Sin embargo, no todo es desolación. Si el arte contemporáneo puede ser exasperante, también es un espacio de libertad absoluta. Los herederos de Duchamp, desde Warhol hasta Beuys, han demostrado que el arte puede ser crítico, subversivo, incluso humano, a pesar de su apariencia fría. El arte humano, orgullosamente humanista, de cineastas como Lynch o Coppola mantiene esa narrativa que Ortega echaba en falta, pero lo hace con la ironía y el juego del arte moderno. Quizás la deshumanización no sea el fin del camino, sino una etapa en un ciclo interminable. Después de todo, el arte siempre ha oscilado entre lo emocional y lo racional, entre lo humano y lo inhumano, entre Dionisos y Apolo.

Ortega, con su lucidez, nos dejó una brújula para navegar este caos. Nos pidió que no miráramos el arte nuevo con los ojos del pasado, sino con los de un vulcaniano: curiosos, analíticos, abiertos a lo extraño.
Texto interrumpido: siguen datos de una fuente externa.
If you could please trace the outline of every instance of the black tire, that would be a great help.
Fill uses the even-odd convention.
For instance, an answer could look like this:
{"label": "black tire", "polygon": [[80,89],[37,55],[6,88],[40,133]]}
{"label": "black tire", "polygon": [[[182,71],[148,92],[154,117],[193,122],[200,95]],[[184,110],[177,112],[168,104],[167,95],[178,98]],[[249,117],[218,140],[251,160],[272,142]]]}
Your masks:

Y aunque él no lo diría así, nos invita a preguntarnos: ¿qué significa ser humano en un mundo donde un váter puede ser arte? Finalmente, el váter que me encontré arrojado en la calle fue llevado por los basureros a su lugar natural sin que, por una vez, hubiese protestas de directores de museos, curadores de bienales, comisarios artísticos, dueños de galerías y demás fauna que pueblan el zoo del arte contemporáneo.